Konjungsi Awal Ramadan Terjadi pada 12 April

INDOPOSCO.ID – Konjungsi (Ijtimak) awal bulan Ramadan 1442 Hijriah terjadi pada Senin, 12 April 2021 M, pada pukul 09.30 WIB atau 10.30 WITA atau 11.30 WIT.

“Sehingga bisa disimpulkan bahwa di wilayah Indonesia konjungsi terjadi sebelum matahari terbenam,” papar Kepala Pusat Seismologi Teknik, Geofisika Potensial dan Tanda Waktu Badan Meteorologi, Klimatologi dan Geofisika (BMKG), Rahmat Triyono dalam keterangan tertulis yang diterima di Jakarta, Sabtu (10/4/2021).

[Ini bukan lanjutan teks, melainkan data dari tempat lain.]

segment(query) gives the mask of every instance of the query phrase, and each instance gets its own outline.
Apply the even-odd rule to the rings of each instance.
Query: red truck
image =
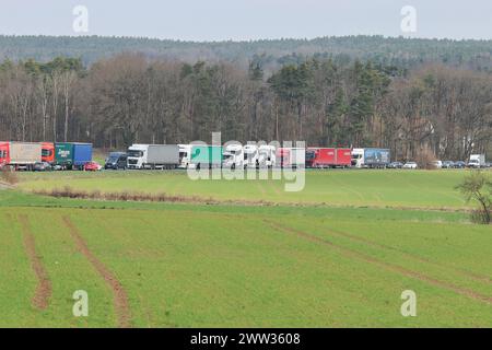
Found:
[[[306,151],[306,167],[348,167],[351,163],[351,149],[308,148]]]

Disampaikan, pada tanggal 12 April 2021, matahari terbenam paling awal di Merauke (Papua) pukul 17.37 WIT dan paling akhir pukul 18.46 WIB di Sabang, (Aceh) dengan tinggi hilal berkisar antara 2,62 derajat di Jayapura (Papua) sampai dengan 3,66 derajat di Tua Pejat, Mentawai (Sumatera Barat).

Kemudian, elongasi berkisar antara 3,83 derajat di Merauke (Papua) sampai dengan 4,77 di Sabang (Aceh).

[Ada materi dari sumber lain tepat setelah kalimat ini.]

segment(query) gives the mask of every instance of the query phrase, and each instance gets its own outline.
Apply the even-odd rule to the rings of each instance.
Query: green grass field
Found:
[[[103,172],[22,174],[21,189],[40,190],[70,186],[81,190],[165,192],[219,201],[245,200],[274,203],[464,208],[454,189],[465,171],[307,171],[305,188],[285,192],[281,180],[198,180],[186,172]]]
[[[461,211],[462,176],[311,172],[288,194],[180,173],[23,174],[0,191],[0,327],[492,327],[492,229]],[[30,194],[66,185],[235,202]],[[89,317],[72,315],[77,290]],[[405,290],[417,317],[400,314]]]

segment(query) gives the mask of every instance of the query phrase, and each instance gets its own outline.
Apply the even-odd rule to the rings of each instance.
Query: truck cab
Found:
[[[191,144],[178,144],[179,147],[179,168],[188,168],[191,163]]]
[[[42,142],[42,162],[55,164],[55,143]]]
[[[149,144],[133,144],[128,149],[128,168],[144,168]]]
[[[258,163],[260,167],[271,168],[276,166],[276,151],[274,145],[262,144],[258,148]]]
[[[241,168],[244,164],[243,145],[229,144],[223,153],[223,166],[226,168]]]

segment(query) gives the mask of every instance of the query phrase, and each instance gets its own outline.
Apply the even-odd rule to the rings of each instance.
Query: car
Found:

Umur bulan berkisar antara 6,11 jam di Merauke (Papua) sampai dengan 9,26 jam di Sabang (Aceh). Lag berkisar antara 13,18 menit di Jayapura (Papua) sampai dengan 17,74 menit di Tua Pejat, Mentawai (Sumatera Barat).

Selanjutnya, kecerlangan Bulan (FIB) berkisar antara 0,11 persen di Merauke (Papua) sampai dengan 0,17 persen di Sabang (Aceh).

Rahmat Triyono juga menyampaikan, objek benda langit yang dapat disangka sebagai hilal adalah Venus, berjarak sudut lebih kecil 5 derajat dari bulan dan posisinya berada di sebelah utara bulan.

Dalam mekanisme pengamatan atau rukyat hilal penentu awal bulan Hijriyah, Rahmat Triyono mengatakan, BMKG memanfaatkan teleskop atau teropong terkomputerisasi yang dipadukan dengan teknologi informasi.